No, a Bond and a Millage are two very different things. Funds from a Millage can be used on things like salaries for teachers, parapros, counselors, social workers, custodians, secretaries and more. They can also be used for programs like athletics, music, and art to list a few. Other examples include transportation, administration, special services for students, and facility maintenance costs. Bond funds are used for very specific things like building renovations, upgrades, new buses and some technology. Bond funds CANNOT be used for regular, day to day items like salaries. Remember, this Melvindale Northern-Allen Park Operating Millage Replacement Proposal does NOT affect homeowner property taxes on primary residences.
If the Melvindale-Northern Allen Park Operating Millage Replacement Proposal does not pass, the district runs the risk of having to cut costs and programs because it counts on this Operating Millage to support its operational, day to day, budget. As mentioned above, operational budgets include things like transportation, maintenance costs, salaries, materials, student programming etc.
No, these funds cannot be replaced by other sources, and these revenues would be lost. MelNAP would be required to reduce or cut programs to offset the loss.
No, your property taxes will not increase on your primary residence. As a primary residence owner, this millage will cost you nothing other than your time to vote.
Yes, eligible voters can vote on this issue.
Yes, if you are 18 years old and  a U.S. Citizen, you can vote and make a choice on the Melvindale-Northern Allen Park Public Schools Operating Millage Replacement Proposal; this includes MelNAP students 18 years of age or older, who are eligible to vote. Check to see if you are registered to vote: mvic.sos.state.mi.us/voter/index

Mailing of absentee ballots begins on January 18, 2024. Absentee ballots can be requested a https://mvic.sos.state.mi.us/avapplication

A Homestead property is the property you own and consider your primary residence, where you live. A Non-Homestead property is one that is not considered your primary home. It could be a second home like a cottage, a rental property, or a business.

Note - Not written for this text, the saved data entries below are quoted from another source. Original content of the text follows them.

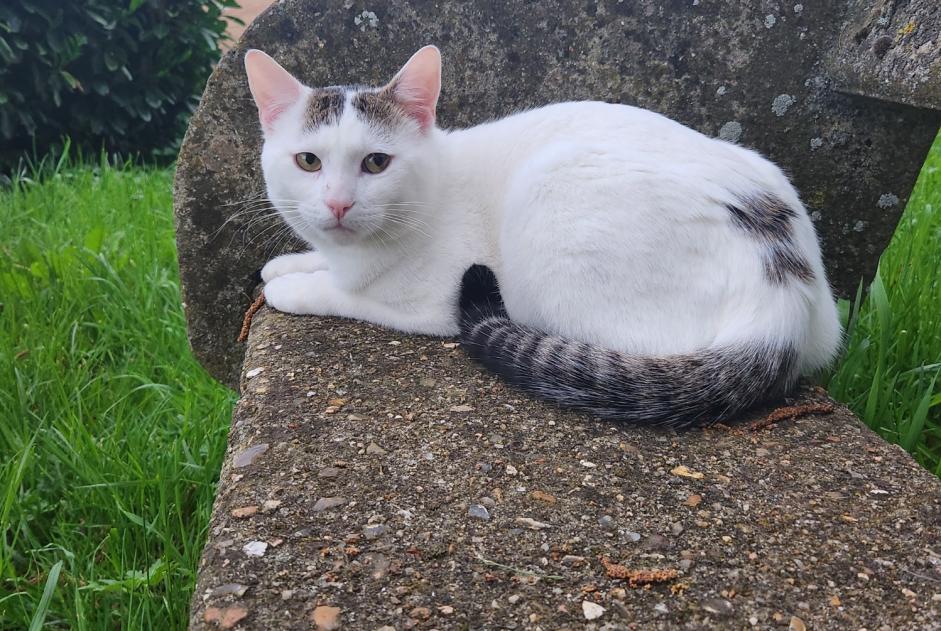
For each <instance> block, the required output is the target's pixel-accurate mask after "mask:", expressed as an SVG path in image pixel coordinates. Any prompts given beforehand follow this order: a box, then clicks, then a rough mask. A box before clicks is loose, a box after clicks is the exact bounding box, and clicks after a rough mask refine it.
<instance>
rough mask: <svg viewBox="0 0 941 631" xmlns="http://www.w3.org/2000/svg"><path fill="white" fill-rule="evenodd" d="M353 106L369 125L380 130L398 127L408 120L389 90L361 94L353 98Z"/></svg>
mask: <svg viewBox="0 0 941 631" xmlns="http://www.w3.org/2000/svg"><path fill="white" fill-rule="evenodd" d="M352 104H353V107H354V108H355V109H356V110H357V111H358V112H359V113H360V114H361V115H362V116H363V118H364V119H365V120H366V122H367V123H371V124H373V125H375V126H377V127H380V128H394V127H397V126H398V125H400V124H401V123H402V122H403V121H405V120H406V119H407V118H408V116H407V114H406V113H405V110H403V109H402V106H401V105H399V104H398V103H397V102H396V100H395V98H394V97H393V96H392V90H391V89H389V88H383V89H382V90H370V91H364V92H359V93H358V94H355V95H354V96H353V100H352Z"/></svg>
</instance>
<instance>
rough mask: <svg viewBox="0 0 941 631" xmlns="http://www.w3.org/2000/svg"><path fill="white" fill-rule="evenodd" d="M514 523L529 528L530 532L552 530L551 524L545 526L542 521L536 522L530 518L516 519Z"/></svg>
mask: <svg viewBox="0 0 941 631" xmlns="http://www.w3.org/2000/svg"><path fill="white" fill-rule="evenodd" d="M515 521H516V523H518V524H520V525H523V526H526V527H527V528H531V529H532V530H542V529H544V528H552V524H547V523H545V522H542V521H537V520H535V519H532V518H531V517H517V518H516V520H515Z"/></svg>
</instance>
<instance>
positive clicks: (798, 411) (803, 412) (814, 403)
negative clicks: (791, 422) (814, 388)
mask: <svg viewBox="0 0 941 631" xmlns="http://www.w3.org/2000/svg"><path fill="white" fill-rule="evenodd" d="M811 414H833V404H832V403H807V404H803V405H789V406H786V407H781V408H778V409H776V410H774V411H773V412H772V413H771V414H769V415H768V416H766V417H765V418H763V419H761V420H759V421H755V422H754V423H752V424H751V425H749V426H748V429H750V430H751V431H753V432H757V431H761V430H763V429H767V428H768V427H770V426H771V425H774V424H775V423H780V422H781V421H786V420H789V419H795V418H801V417H804V416H810V415H811Z"/></svg>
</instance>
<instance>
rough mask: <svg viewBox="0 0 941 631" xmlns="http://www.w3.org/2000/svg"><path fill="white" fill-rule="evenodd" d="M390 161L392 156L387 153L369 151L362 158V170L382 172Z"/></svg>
mask: <svg viewBox="0 0 941 631" xmlns="http://www.w3.org/2000/svg"><path fill="white" fill-rule="evenodd" d="M390 162H392V156H390V155H389V154H387V153H371V154H369V155H368V156H366V157H365V158H363V171H365V172H366V173H373V174H375V173H382V172H383V171H385V170H386V167H387V166H389V163H390Z"/></svg>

It might feel complicated to some because the way Michigan schools are funded has significantly changed over time. It used to be that homeowners’ property taxes paid for a big chunk of the school budget. However, in March 1994, Michigan voters approved Proposal A, which completely changed how Michigan public schools are funded. 
Before Proposal A

  • Homeowners' property taxes paid for a large portion of the school budget.

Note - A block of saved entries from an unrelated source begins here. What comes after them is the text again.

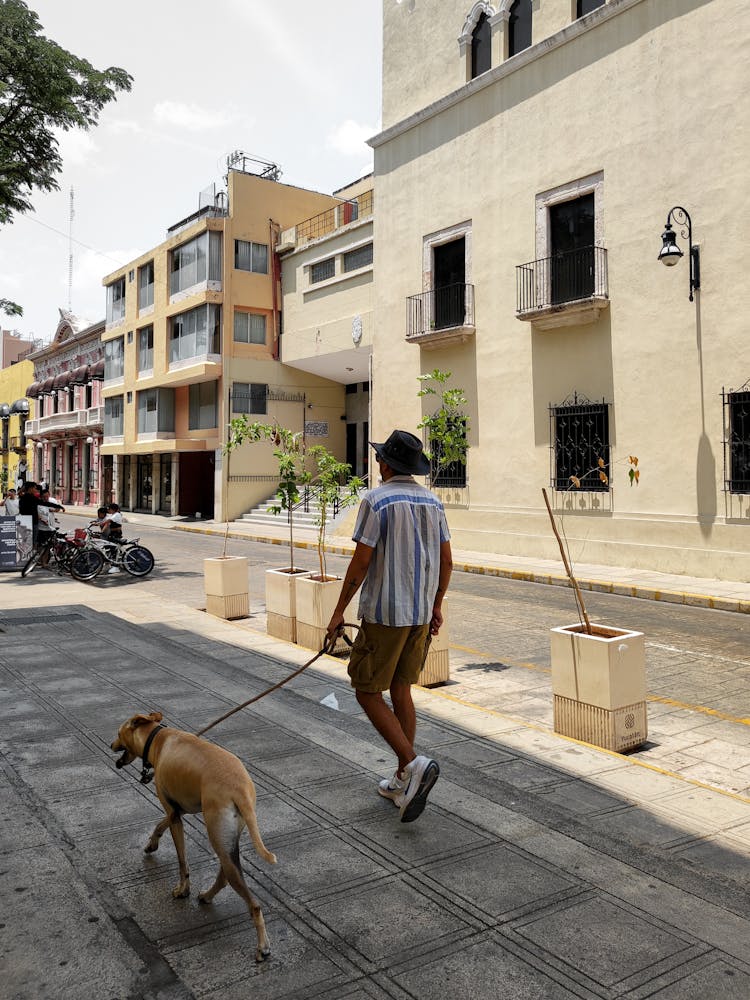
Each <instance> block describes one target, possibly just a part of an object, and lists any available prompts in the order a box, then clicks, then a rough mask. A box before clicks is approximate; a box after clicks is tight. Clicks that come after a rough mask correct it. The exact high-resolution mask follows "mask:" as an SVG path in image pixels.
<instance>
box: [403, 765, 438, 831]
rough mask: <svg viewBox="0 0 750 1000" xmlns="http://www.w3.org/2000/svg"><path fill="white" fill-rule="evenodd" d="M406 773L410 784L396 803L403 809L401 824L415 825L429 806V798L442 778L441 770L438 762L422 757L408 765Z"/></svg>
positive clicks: (404, 769) (404, 790)
mask: <svg viewBox="0 0 750 1000" xmlns="http://www.w3.org/2000/svg"><path fill="white" fill-rule="evenodd" d="M404 772H405V775H406V777H407V778H408V783H407V785H406V789H405V790H404V791H403V793H402V794H401V795H399V797H398V798H397V799H396V800H395V802H396V805H397V806H399V807H400V809H401V822H402V823H413V822H414V820H415V819H417V818H418V817H419V816H421V815H422V811H423V810H424V807H425V806H426V805H427V796H428V795H429V794H430V791H431V789H432V786H433V785H434V784H435V782H436V781H437V779H438V777H439V776H440V768H439V766H438V763H437V761H436V760H432V758H431V757H423V756H421V755H420V756H419V757H415V758H414V760H413V761H412V762H411V763H410V764H407V765H406V767H405V769H404Z"/></svg>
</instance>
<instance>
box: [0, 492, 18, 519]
mask: <svg viewBox="0 0 750 1000" xmlns="http://www.w3.org/2000/svg"><path fill="white" fill-rule="evenodd" d="M2 506H3V507H4V508H5V513H6V516H7V517H15V516H16V514H17V513H18V497H17V496H16V491H15V490H14V489H10V490H8V492H7V493H6V494H5V499H4V500H3V504H2Z"/></svg>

  • Wealthier districts with higher property values could raise more money for their schools.
  • Poorer districts with lower property values had less money to spend on their students.
After Proposal A
  • The main source of school funding shifted from local property taxes to state sales taxes.

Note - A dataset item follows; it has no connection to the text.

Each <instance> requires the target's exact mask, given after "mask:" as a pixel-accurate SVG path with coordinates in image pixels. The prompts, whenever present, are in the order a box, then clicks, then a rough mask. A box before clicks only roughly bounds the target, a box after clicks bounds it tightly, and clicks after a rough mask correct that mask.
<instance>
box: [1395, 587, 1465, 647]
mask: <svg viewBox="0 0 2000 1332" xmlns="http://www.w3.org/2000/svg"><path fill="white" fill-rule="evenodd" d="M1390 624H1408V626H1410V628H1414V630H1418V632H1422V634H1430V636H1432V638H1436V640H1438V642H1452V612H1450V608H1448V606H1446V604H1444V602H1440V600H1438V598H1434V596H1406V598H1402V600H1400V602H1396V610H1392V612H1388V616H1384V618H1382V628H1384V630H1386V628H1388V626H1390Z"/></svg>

  • All school districts now receive a base amount of funding per student from the state, called the "foundation allowance." This amount is currently $9,608 per student for the 2023/24 school year.
  • The state assumes that districts will also collect 18 mills in property taxes from businesses and other non-homestead properties. This amount is deducted from the foundation allowance.
  • To collect the 18 mills, each district must hold a vote to ask voters for their approval. This vote is often called the "Headlee Rollback."
  • If voters do not approve the Headlee Rollback, the district's budget will not be fully funded.